Un questionnement sur le rapport qu’entretient le théâtre avec le réel semble au cœur de plusieurs des pièces que j’ai vues au festival jusqu’à maintenant. Cet enjeu est bien sûr inhérent aux productions de Porte Parole. L’excellente compagnie de théâtre documentaire montréalaise, dont on connaît la démarche s’appuyant sur la dramatisation d’entrevues minutieusement retranscrites, s’attaque ici à un sujet costaud: la longue lutte juridique entre la controversée multinationale Monsanto et Percy Schmeiser (très convaincant David Ferry). En 1998, la puissante firme de biotechnologie a accusé ce tenace fermier de Saskatchewan d’avoir planté illégalement ses grains de canola modifiés génétiquement.

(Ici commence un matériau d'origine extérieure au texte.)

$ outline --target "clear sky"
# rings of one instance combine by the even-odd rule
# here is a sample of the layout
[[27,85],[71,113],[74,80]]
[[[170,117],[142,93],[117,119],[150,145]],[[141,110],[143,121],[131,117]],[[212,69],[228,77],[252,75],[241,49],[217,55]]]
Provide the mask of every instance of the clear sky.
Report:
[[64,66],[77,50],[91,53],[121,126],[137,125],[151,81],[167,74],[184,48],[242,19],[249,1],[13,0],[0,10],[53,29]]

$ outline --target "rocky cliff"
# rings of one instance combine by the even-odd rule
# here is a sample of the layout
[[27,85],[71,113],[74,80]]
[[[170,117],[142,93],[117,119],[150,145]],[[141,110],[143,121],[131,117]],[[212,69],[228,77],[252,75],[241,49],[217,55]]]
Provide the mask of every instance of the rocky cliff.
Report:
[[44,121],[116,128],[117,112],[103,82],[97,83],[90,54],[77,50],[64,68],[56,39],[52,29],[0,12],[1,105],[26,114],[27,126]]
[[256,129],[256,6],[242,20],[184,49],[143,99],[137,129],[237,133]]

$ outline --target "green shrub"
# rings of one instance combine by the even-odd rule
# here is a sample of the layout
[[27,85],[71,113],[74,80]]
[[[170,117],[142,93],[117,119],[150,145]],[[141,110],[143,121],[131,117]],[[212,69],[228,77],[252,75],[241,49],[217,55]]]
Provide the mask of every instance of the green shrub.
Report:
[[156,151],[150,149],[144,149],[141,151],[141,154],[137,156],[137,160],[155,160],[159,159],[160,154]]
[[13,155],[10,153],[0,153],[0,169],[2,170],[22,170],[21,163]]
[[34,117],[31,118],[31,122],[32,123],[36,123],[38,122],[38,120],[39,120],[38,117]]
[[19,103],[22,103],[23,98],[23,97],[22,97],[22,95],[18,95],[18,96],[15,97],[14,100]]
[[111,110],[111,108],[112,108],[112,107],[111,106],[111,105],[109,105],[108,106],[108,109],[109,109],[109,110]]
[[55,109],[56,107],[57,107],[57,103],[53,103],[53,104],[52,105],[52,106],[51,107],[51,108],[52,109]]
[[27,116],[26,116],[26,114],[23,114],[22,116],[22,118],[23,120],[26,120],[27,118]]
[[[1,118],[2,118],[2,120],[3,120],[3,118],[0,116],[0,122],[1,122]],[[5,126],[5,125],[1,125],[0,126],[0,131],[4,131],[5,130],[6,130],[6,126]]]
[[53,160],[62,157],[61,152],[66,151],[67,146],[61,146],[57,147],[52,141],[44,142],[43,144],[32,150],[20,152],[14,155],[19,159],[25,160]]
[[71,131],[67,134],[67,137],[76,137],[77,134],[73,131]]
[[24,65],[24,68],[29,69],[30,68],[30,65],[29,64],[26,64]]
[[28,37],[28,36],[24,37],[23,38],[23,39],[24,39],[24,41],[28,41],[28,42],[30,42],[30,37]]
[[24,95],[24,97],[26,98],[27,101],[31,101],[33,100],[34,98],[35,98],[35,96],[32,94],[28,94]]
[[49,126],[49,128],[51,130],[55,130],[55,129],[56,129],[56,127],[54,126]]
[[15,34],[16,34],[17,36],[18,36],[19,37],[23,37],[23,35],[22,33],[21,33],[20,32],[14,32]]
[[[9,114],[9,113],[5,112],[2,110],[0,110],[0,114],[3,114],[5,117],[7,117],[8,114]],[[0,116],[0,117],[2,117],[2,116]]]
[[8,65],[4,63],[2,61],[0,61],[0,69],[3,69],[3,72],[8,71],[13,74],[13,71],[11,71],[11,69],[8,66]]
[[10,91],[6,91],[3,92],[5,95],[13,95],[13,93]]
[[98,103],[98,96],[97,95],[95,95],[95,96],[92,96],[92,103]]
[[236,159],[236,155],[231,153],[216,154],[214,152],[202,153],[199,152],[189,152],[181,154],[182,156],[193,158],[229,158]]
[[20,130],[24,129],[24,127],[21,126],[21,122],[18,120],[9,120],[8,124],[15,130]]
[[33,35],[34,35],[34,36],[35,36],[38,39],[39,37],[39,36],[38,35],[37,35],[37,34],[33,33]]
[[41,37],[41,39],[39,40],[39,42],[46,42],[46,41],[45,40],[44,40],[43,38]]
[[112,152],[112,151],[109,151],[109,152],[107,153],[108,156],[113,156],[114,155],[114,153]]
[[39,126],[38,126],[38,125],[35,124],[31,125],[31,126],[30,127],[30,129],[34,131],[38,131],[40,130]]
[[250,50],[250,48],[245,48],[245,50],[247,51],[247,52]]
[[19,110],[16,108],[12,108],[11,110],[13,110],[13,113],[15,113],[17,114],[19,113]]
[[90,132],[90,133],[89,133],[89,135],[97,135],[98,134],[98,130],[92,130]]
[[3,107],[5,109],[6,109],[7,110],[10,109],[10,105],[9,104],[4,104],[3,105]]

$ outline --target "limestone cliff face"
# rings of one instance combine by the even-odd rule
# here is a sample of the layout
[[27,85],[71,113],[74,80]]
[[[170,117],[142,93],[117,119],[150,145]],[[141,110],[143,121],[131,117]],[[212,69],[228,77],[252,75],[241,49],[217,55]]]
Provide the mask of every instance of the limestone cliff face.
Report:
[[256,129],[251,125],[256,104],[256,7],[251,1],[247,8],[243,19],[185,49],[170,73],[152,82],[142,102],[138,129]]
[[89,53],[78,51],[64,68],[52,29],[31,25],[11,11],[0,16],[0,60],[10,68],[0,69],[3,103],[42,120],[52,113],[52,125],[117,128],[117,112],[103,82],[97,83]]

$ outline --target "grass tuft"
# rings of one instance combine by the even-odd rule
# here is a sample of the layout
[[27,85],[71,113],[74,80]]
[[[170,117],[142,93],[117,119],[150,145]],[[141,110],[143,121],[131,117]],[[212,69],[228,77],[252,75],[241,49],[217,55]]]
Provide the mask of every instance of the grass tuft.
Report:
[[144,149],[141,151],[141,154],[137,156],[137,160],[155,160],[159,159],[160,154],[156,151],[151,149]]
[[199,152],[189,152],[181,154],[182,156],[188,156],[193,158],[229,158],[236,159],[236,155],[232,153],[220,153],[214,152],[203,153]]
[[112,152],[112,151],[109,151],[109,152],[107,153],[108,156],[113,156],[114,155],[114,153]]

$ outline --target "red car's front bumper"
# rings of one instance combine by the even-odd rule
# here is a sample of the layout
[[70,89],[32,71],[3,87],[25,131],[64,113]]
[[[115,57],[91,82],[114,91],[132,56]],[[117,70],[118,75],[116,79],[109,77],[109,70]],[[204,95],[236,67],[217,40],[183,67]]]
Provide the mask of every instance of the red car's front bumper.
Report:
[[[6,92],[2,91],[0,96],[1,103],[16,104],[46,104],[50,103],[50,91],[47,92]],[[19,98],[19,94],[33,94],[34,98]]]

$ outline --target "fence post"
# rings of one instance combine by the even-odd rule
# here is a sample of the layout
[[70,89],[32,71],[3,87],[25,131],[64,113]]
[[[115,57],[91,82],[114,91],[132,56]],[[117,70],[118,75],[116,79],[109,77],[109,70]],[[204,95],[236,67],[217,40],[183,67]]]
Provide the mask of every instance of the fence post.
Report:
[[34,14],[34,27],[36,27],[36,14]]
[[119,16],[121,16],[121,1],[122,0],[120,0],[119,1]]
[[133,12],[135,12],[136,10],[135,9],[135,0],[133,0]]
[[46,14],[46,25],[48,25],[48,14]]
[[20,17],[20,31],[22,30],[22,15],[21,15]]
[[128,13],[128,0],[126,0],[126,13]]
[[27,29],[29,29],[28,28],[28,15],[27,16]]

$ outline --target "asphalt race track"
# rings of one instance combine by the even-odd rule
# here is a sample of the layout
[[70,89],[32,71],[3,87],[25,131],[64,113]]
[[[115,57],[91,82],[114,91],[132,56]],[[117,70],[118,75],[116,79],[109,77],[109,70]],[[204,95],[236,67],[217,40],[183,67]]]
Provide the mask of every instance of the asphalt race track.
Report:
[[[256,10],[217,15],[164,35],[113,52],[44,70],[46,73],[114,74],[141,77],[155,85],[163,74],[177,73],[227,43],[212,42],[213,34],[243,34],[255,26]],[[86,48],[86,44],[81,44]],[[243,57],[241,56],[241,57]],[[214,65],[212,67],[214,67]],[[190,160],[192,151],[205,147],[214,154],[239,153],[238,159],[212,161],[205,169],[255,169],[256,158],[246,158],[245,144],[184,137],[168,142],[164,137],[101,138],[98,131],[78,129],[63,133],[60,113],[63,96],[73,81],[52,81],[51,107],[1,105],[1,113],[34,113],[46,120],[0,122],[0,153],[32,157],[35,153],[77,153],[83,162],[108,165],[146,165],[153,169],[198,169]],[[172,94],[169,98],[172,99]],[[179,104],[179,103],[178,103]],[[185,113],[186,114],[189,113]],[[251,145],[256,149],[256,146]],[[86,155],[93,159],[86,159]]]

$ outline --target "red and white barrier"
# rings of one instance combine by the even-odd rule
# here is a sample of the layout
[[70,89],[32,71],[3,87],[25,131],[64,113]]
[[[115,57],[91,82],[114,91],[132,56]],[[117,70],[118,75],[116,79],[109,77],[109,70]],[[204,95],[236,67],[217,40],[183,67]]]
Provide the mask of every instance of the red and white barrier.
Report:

Lui affirmait plutôt que son champ avait été contaminé par des semences disséminées par accident....

Une première version de Seeds fut présentée en 2005. Cette deuxième bouture, créée à Toronto cet hiver (et totalement en anglais, malheureusement) expose donc la recherche conduite par un alter ego de la documentariste Annabel Soutar. Son enquête, fouillée, lui fait découvrir une situation peut-être moins manichéenne qu’elle n’apparaissait au premier abord, soulevant des incertitudes à la fois sur les humains en cause et sur les dogmes scientifiques. En deuxième partie, des interrogations fondamentales débordent la véracité des accusations: quels sont véritablement les effets des OGM sur la santé? Qu’est-ce que la vie, et à qui appartient-elle?

Avec son petit cours de génétique 101, ses extraits de procès, Seeds présente une matière intéressante mais, admettons-le, ardue pour une œuvre scénique. Heureusement, la dramatisation efficace d’Annabel Soutar, dans une structure qui confronte directement les points de vue antagonistes, dynamise ce spectacle longuet. En général, le show est rythmé, assaisonné d’humour, porté par une distribution souple et énergique qui croque plusieurs personnages en quelques traits marquants. Et le chassé-croisé des points de vue permet d’étaler la complexité de la question, les limites des connaissances scientifiques.

Le show mis en scène par le Torontois Chris Abraham mise aussi sur la technologie, à renfort de caméras et de projections, car il y est aussi question, finalement, de l’image, et de sa dimension réductrice. Comme on le voit dans la pièce: en science comme dans les médias, on est parfois séduit par la simplification. Or, la production de Porte Parole ne craint pas d’exposer les doutes de son enquêtrice/auteure. Seeds sème avant tout le questionnement chez le spectateur, ce qui est la première étape de toute démarche politique éclairée.